NPL en UE : les banques en ordre de marche

 

Tour d’horizon

Le terme NPL (Non-Performing Loans) est basé sur plusieurs définitions. Par conséquent, l’EBA[1] a fourni une nouvelle définition uniformisée en adoptant les NPE (Non-Performing Exposures) afin de régler le problème de la multiplicité des définitions.

Cependant, la définition de NPE n’est, à proprement parler, contraignante que pour les rapports de surveillance. Les institutions sont vivement encouragées à utiliser la définition des NPE également dans leurs procédures de contrôle des risques internes.

Au final, de façon simplifiée, un prêt non performant est une exposition dont il est probable que la contrepartie ne rembourse pas tout ou une partie de l’encours qui a été mis à sa disposition.

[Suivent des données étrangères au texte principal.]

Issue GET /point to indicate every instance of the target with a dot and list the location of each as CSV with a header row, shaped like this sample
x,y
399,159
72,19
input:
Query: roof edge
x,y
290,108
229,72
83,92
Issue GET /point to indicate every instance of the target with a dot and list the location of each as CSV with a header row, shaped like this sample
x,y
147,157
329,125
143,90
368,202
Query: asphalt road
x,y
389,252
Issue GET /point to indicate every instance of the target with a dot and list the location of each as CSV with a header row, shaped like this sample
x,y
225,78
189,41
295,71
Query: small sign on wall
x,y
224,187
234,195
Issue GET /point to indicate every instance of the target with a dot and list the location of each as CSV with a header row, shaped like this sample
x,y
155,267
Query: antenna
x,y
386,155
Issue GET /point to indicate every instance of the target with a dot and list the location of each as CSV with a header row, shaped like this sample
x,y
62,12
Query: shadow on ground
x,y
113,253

En réalité, les critères d’éligibilité au NPL sont plus détaillés. En effet, est considérée comme NPE une exposition dont le retard de paiement est supérieur à 90 jours dès le premier incident de paiement. Il s’agit alors d’une exposition dite « Past Due ». Le deuxième critère implique quant à lui que le débiteur est très peu enclin à rembourser tout ou partie de son crédit sans avoir recours au collatéral. Ce critère est totalement indépendant du caractère « Past Due » ou du montant à recouvrer. Charge aux banques de définir des critères internes permettant de définir des contreparties Unlikely To Pay (UTP).

Pour les banques, détenir des créances douteuses les oblige à provisionner plus de fonds propres ce qui a un impact négatif sur la rentabilité de la banque. En effet, la banque dispose alors de moins de ressources pour continuer à prêter. Par effet domino, la banque peut encore moins prêter aux entreprises qui souhaitent investir et créer de l’emploi. Ce qui peut occasionner in fine dans le cas le plus défavorable un ralentissement de l’économie.

Un bref historique

Il y a 10 ans, le taux de NPL tournait autour de 2% dans la zone Euro avant de connaitre un pic suite au ralentissement économique survenu après la crise financière de 2008. Aujourd’hui, sur l’ensemble de la zone euro, on constate que ce taux est d’environ 5% avec des disparités en fonction des pays. En effet, les pays les plus touchés par la crise affichent encore des ratios très élevés : 46.6% pour la Grèce, 19.7% pour le Portugal, 16.4% pour l’Italie… A contrario, des pays comme la France ou l’Allemagne qui ont su limiter les effets de la crise ont des ratios respectifs de 3.9% et 2.7%.

Hétérogénéité des initiatives

Des mesures disparates ont été prises par les différents états concernés créant une hétérogénéité dans les modes de fonctionnement : saisie des collatéraux, mise en place de structures ad hoc auxquelles les banques concernées pouvaient transférer une partie de leurs actifs NPL. L’Italie, la Grèce ont par exemple quant à elles facilité le transfert des crédits en souffrance à des sociétés de portage de créance.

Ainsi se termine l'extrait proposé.